Recent conversations with Marcus have revolved around dates and blood tests and ultrasound sessions. Mostly it’s one-sided, but he listens. The stimulation hormones she’s been injecting daily make her touchy. Between the irritation and the sadness and her imminent egg retrieval appointment there isn’t much left for Marcus. And alone in the kitchen, her mobile silent, she begins to sense he might feel the same way.
The hospital door opens, wide as a welcome and full of promise. A blast of warm air greets her as she walks in, as does the faint pong of disinfectant. She’s grateful for it. It makes her feel safe.
She adjusts her handbag on her arm and hopes she wasn’t supposed to bring a change of clothes. The woman on the phone said they would give her a hospital gown and she cringed inwardly at the thought. She couldn’t help thinking of all the other women who had worn it before her.

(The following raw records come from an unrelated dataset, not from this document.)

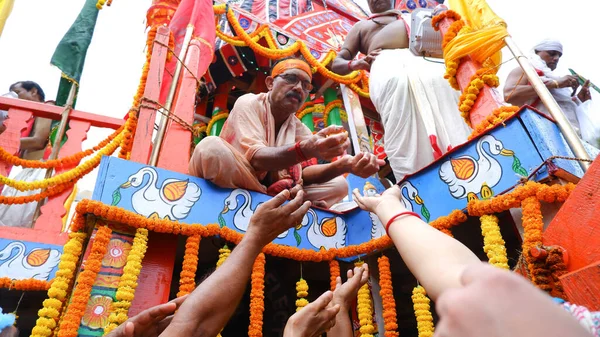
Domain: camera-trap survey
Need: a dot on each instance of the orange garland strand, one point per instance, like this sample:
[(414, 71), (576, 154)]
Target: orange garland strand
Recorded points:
[(257, 297), (75, 310), (334, 272), (387, 297), (187, 280)]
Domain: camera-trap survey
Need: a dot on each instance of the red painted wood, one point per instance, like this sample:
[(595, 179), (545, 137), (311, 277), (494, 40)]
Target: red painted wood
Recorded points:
[(177, 135), (488, 99), (582, 286), (576, 226), (142, 143), (10, 138), (52, 212), (32, 235), (154, 282), (54, 112)]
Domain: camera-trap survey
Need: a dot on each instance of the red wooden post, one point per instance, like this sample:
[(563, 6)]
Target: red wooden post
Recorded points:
[(142, 143), (53, 211), (488, 99)]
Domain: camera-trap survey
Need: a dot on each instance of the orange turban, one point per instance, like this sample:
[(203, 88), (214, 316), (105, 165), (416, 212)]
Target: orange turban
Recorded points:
[(291, 64)]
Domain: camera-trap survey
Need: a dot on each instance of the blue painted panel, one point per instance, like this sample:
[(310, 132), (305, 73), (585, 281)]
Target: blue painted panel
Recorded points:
[(21, 260)]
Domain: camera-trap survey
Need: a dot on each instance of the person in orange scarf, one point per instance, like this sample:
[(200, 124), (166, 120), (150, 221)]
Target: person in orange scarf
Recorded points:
[(265, 148)]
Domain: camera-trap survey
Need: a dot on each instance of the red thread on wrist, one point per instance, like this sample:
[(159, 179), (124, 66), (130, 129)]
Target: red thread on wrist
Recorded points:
[(387, 226), (299, 152)]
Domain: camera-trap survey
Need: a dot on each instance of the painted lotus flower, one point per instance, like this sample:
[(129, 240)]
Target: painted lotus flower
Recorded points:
[(97, 312)]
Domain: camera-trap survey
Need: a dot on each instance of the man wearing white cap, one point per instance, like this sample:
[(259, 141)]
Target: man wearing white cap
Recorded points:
[(544, 58)]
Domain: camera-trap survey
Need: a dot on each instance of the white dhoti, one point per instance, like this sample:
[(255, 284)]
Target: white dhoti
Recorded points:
[(418, 108)]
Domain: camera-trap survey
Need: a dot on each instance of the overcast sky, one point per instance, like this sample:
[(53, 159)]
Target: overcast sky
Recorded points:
[(115, 58)]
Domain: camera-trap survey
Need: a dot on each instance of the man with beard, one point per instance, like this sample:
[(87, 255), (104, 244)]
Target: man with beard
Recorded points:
[(544, 58), (417, 106), (265, 148)]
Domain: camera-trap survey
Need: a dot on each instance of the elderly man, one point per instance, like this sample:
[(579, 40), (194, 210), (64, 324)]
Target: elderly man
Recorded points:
[(417, 106), (544, 58), (263, 146)]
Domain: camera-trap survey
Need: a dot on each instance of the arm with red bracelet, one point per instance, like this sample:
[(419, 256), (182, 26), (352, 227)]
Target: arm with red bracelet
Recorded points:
[(436, 259)]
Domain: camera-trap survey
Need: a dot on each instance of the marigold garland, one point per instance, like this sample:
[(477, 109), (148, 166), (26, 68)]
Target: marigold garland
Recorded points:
[(497, 117), (301, 293), (24, 285), (257, 297), (493, 243), (422, 312), (533, 226), (364, 308), (128, 282), (504, 202), (85, 282), (334, 272), (387, 297), (330, 106), (57, 293)]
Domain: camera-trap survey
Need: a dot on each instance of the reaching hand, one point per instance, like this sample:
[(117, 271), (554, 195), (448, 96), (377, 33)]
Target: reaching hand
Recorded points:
[(326, 144), (494, 302), (314, 319), (584, 94), (365, 164), (272, 219), (150, 322), (346, 293), (372, 203)]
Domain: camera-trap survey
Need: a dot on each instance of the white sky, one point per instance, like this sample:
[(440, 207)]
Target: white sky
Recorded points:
[(116, 55)]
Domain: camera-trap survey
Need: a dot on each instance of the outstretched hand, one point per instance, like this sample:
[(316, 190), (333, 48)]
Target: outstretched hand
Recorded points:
[(150, 322), (346, 293), (314, 319), (372, 203), (273, 218)]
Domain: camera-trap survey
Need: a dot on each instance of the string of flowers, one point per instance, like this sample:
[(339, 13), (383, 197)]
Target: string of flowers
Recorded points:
[(56, 163), (533, 227), (387, 297), (187, 278), (128, 282), (85, 282), (334, 272), (556, 264), (330, 106), (301, 293), (257, 297), (51, 310), (365, 309), (422, 312), (24, 285), (66, 177), (493, 243), (214, 119), (504, 202), (497, 117)]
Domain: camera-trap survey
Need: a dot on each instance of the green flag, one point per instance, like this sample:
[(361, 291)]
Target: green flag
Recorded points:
[(69, 55)]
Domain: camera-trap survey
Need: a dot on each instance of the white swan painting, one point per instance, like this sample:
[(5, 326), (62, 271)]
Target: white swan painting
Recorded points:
[(173, 200), (329, 233), (37, 264), (243, 211), (467, 176)]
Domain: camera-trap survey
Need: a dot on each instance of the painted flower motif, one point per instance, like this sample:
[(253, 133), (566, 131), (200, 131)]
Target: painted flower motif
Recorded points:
[(97, 312), (116, 253)]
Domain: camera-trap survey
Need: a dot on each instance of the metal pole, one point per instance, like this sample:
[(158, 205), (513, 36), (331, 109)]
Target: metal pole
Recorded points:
[(60, 133), (546, 97), (162, 128)]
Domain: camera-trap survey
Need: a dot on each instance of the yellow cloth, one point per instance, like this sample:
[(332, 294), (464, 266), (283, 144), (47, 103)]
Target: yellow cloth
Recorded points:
[(5, 9)]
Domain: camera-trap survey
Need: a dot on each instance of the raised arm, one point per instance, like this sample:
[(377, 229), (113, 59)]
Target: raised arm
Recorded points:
[(436, 259), (206, 311)]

She swallows and does her best to approach the reception desk with a cool composure. The woman behind it is probably in her mid-twenties. She guesses ages now, estimating fertility, staking it against her own. Sometimes she pictures her eggs as a cluster of tomatoes withering on the vine.
‘Isobel Hutchins.’ Her voice takes on an affected tone. ‘I’m a patient of Doctor Vann.’
The young woman gives her a bright smile and bats her thick black lashes. Definitely extensions. ‘Great.’ She types something into the computer. ‘Have you fasted?’